Today is it: the Day of the Housewarming Party. I've been logging in some 12-hour days (and even more on the days that I teach tai chi), cleaning and unpacking and sorting (and consolidating). And, what felt like all of a sudden, the house turned from an elaborate box fortress into an actual home. The boxes in the basement are tameable. The rooms have been vacuumed (or swept and mopped). Windows Windexed, wood furniture Pledged. Now we just prepare and wait and pray that people actually show up.
My husband and I are what they call "social introverts". It sounds contradictory -- and downright the wrong definition of my husband -- but it's true. I know I fit the bill of a social introvert: I love social gatherings, but am very hesitant around new people. It takes a lot of energy for me to make smalltalk (unless I've had a few too many glasses of champagne ... or am in Model Me). People who know my husband might find the idea of him being an introvert at all quite preposterous. He's got a very outgoing and charming personality and has very little problem talking to anyone in the room about any particular topic (for a real fun show, ask him his thoughts on Twilight and the changing world of vampires in books and just sit back).

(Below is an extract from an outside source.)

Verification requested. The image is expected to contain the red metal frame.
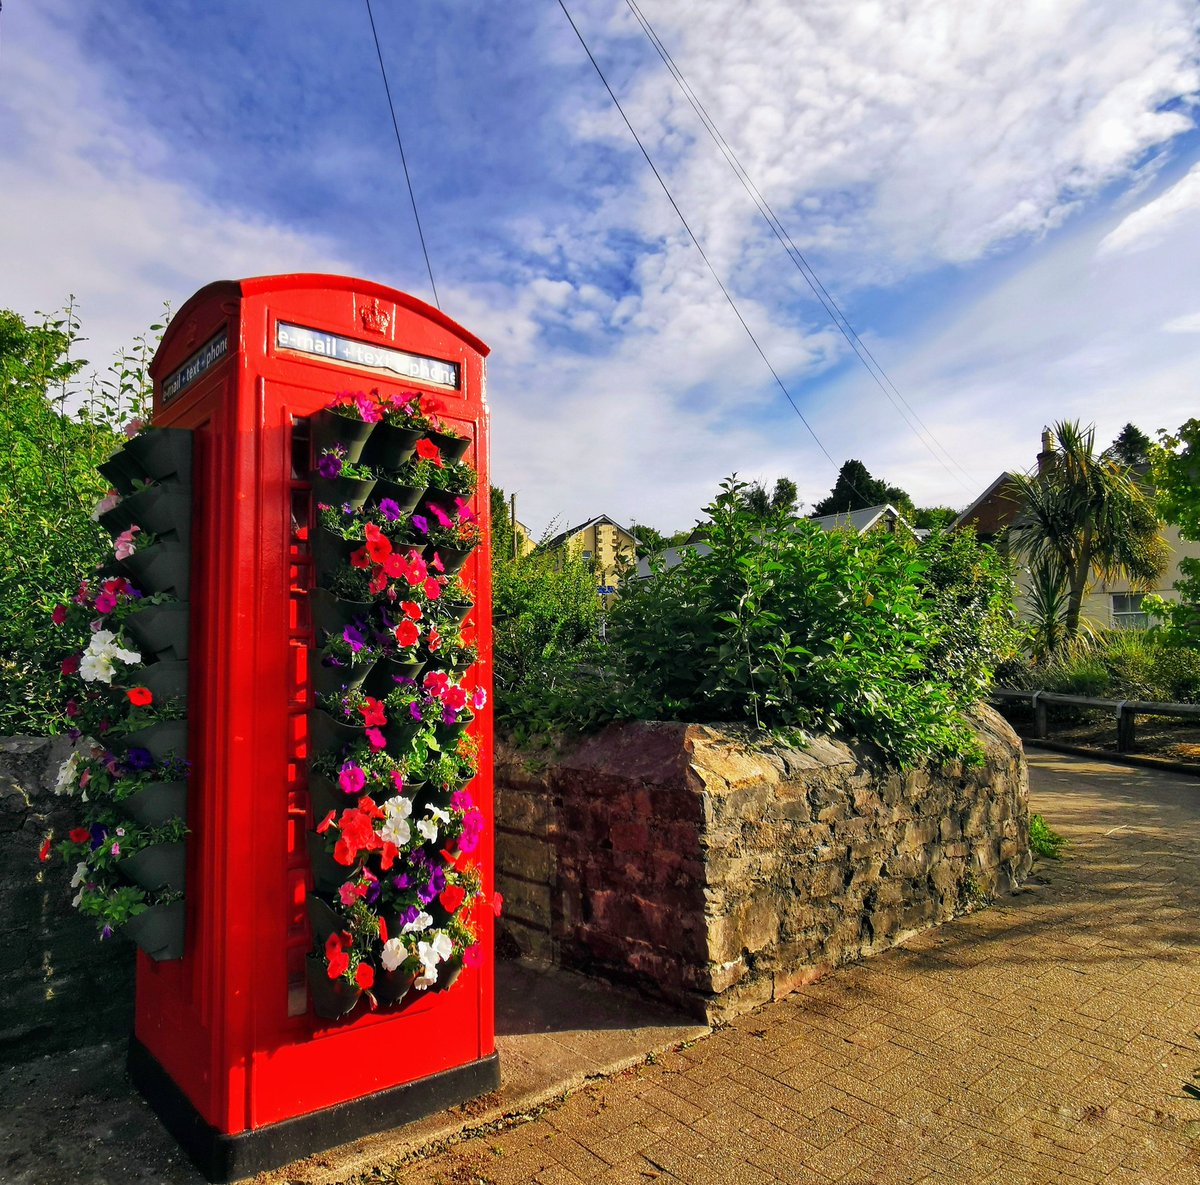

I've already talked a bit about Carl Jung. But, truly, without Carl Jung, we wouldn't have any of those "23 Signs You're An Introvert" articles on the internet. His findings on introversion changed how the world saw what were originally considered "loners".
The biggest thing about introversion versus extroversion is where you get your energy from. Do you get your energy from being around others, or do you get your energy from spending time alone? On the flipside, does it take energy for you to be alone, or does it take energy for you to be with people?
At the end of the day, it takes a lot of energy for both my husband and I to be around people. We love it, and we constantly seek it out, but we always end up back at home with our bodies draped across the couch, a smile on our faces, as if to say, "Finally. Now we can recharge."
Throwing a party is actually the best thing a social introvert can do. Here, the introvert is in charge of the guest list, meaning that they'll know everyone who is coming over. The introvert is in charge of when people show up. The introvert is there from the very beginning, making them able to greet friends one by one as they come (instead of stepping into a crowded room and hoping to nudge in on a conversation). And furthermore, the introvert can always slink away and recharge under the guise of, "I'm going to clear this table." or "I'm going to prepare more hors d'oeuvres."
Granted, in this instance, I don't know all of my guests (we invited our surrounding neighbors and we have only met one of them once or twice), but it's still a good situation for a social introvert to be in.
I just hope someone remarks on how settled the house is after only two weeks. Because I logged the man hours and hot-damn if I'm not proud of what I got accomplished.